Saturday, January 31, 2009

Omnia Vanitas

Vanitas vanitatum omnia vanitas. -Ecclesiastes 1:2
Vanity of vanities, all is vanity.

Vanitas, -atis, f. (L)- falsity, unreality, deception, untruth, bragging, lying, vanity, worthlessness, frivolity

One of my favorite painting styles is the Vanitas still life, a medieval kind of symbolic art that captures the transience of the mortal life, the futility of material possessions, and the inevitability of death.
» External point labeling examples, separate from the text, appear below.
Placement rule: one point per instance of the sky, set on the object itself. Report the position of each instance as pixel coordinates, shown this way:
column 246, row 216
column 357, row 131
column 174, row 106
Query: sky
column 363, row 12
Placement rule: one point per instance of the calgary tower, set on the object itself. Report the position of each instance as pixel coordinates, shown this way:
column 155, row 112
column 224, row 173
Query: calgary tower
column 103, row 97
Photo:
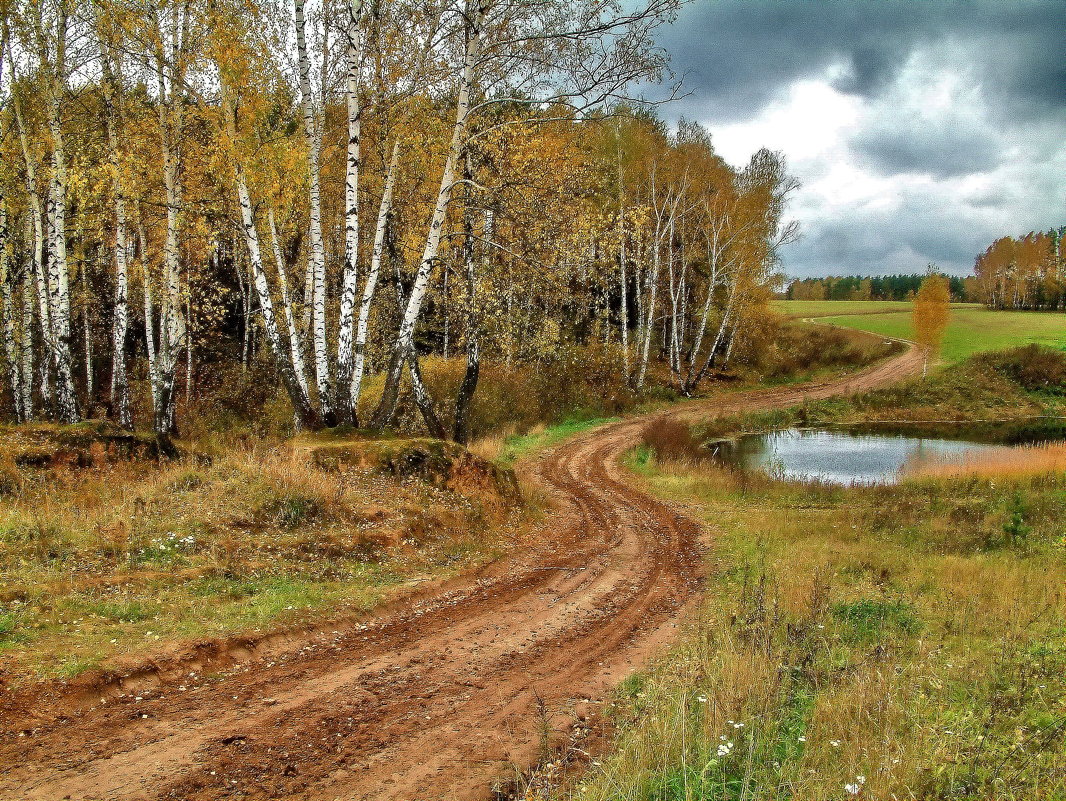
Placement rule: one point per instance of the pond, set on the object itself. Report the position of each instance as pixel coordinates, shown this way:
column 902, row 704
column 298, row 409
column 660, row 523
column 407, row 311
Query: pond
column 841, row 457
Wikipedia article, I couldn't have said it better myself. Some examples:


David Bailly. Self-Portrait with Vanitas Symbols, 1651.

Oh great, this is cluttered, this is as messy as a dorm room desk, but there are always some things that I don't understand, so many different layers of complexity. The man holding a portrait of himself as an old man, for example. His expression is unreadable. What is he feeling? Does he know that he is going to die?


Charles Allen Gilbert (1873-1929). All is Vanity. This image is more popular in the optical illusions circuit, I'm afraid. I think this painting would be better if the mirror were broken.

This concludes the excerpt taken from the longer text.